And he remembers that Three Rats had, until just before his arrival, another Guardia station. A smaller one over near the border with Little Falls, back in the direction he’s just come from, not far from the Grotto. Machado and the other Guardia Popula had moved from there to here as the station was being expanded, when Sky had become the new Inspector. It seems that move never happened. Which means the old station could possibly still be occupied.

And thus he is now approaching the old station. He can see it at the end of an unusually straight stretch of road, and yes, there is a faint light within showing through the windows. It is only one story high, just a small block of brick and masonry. His heart beats faster. He wants to rush there, find someone he knows, perhaps Machado or Kaur or Lamore, someone who may never have met him but who can tell him something.

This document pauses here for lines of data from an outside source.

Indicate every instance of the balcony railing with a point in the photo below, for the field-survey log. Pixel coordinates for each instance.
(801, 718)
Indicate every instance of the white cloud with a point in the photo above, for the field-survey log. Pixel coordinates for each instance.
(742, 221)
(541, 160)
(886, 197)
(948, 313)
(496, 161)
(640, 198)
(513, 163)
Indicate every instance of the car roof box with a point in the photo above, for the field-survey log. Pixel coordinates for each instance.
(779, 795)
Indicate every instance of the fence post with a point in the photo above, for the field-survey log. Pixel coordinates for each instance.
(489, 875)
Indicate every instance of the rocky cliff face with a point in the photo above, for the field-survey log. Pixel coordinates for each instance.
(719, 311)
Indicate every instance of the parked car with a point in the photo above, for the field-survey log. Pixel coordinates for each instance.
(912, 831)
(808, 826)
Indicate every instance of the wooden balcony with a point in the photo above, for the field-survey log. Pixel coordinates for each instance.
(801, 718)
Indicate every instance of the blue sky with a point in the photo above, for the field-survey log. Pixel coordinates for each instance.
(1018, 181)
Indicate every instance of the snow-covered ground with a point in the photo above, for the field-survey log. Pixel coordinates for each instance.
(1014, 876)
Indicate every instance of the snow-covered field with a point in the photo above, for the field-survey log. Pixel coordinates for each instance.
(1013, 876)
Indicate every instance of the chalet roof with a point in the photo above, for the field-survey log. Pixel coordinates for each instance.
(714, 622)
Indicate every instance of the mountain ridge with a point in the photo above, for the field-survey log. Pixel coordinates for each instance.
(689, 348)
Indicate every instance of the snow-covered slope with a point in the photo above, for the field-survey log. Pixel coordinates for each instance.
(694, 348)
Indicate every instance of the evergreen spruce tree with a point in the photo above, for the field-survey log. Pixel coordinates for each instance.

But he freezes. He is uncertain why at first. Then he sees something that does not belong. A bump at the top of a three-story building that looks down on the little station. He stands very still. The bump moves. And something else comes up from the shadow, a complex shape. A crossbow, being brought up and laid upon the edge of the rooftop. The head of the crossbowman – for the bump is a person’s head – shifts again, and Sky sees a shoulder to go with it. Whoever it is is taking aim at one of the windows of the station.

Sky slips into the shadows. Has he been seen? How many of them are there? Where are they. 

He transforms. His skin, naturally dark, is still too visible in his human form, and shirtless as he is, too exposed. He may be far larger as a devil, but he is made for night stealth, not only with red-black skin but with an ability to cloak himself in shadows that cannot be seen through even by most forms of magic. He considers the quietest way to gain the heights. Flight, he decides, it the best route.

He retreats a block back the way he came and turns down a cross street, and with a powerful leap of his long, hoofed legs launches into the air. He flaps heavily to rise above the buildings, mostly two to four stories tall in this neighborhood, then glides quietly on leathery wings, dark-adapted eyes piercing the night. He is careful of the light from the one crescent moon that hangs near the horizon, making sure not to occlude it from the direction of the station.

He spots the crossbowman first, crouched at a balustrade on the roof of the building. And there is another, on a balcony. Another at street level, at the corner of a building. All three are holding crossbows, all three tense, predatory, ready to go. A barely noticeable shadow slinks down and leaps onto a first floor balcony. It raises something to its mouth, and Sky hears a quiet, momentary whistle. Two more shadows detach themselves from nearby buildings and head for the back door of the Guardia station. The one at the corner and two others advance in a diagonal line from a nearby building, headed for the front door. One of them looks like a human battle ram, so bulky and tall is he.

Eight. He counts eight. Too many to take out without bloodshed. Too many to shout, “Guardia! You are under arrest! Drop your weapons!” Not when they’re about to launch their kill mission. He’ll have to attack full force, no warning. And with no weapons…he’ll have to use his natural ones. He flexes his talons. 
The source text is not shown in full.